3. Actionable Recommendations

Audit and Upgrade Systems to Comply with New Classification Deadlines

With Italy's ICQRF imposing strict new deadlines for oil classification, the risk of non-compliance is now a significant business threat. Millers must act immediately, especially to meet the September 30, 2025, deadline for classifying all oil from previous campaigns. The recommended action is to conduct a full audit of current inventory and data management systems to ensure they can meet the new, faster reporting requirements for the 2025/26 season, such as the six-day turnaround for oil produced from Feb-26 onwards. Investing in updated software for the SIAN electronic register and implementing rigorous internal tracking protocols is no longer optional. Proactive adaptation will not only prevent penalties but also enhance operational efficiency and reinforce a mill's reputation for quality and transparency in a market that is increasingly demanding it.

Develop Regional Pomace Logistics Solutions to Address New Italian Disposal Rules

The Italian Council of State's "food first" ruling has fundamentally disrupted the olive pomace disposal market by de-incentivizing the direct-to-biodigester route. This creates a critical logistical gap and a business opportunity for logistics providers and investors. The recommended action is to develop and offer regionalized pomace collection and transport services that consolidate by-products from multiple mills and deliver them efficiently to the few remaining pomace factories.
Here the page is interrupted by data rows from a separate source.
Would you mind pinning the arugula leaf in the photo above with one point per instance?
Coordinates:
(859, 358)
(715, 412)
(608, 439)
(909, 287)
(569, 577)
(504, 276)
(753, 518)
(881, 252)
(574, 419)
For mills located far from these facilities, such a service would solve a major operational headache and reduce prohibitive individual transport costs. By creating a new, efficient link in the value chain, these logistics solutions can ensure mills remain compliant with the new regulations, prevent supply chain blockages, and establish a profitable new service niche created directly by this regulatory shift.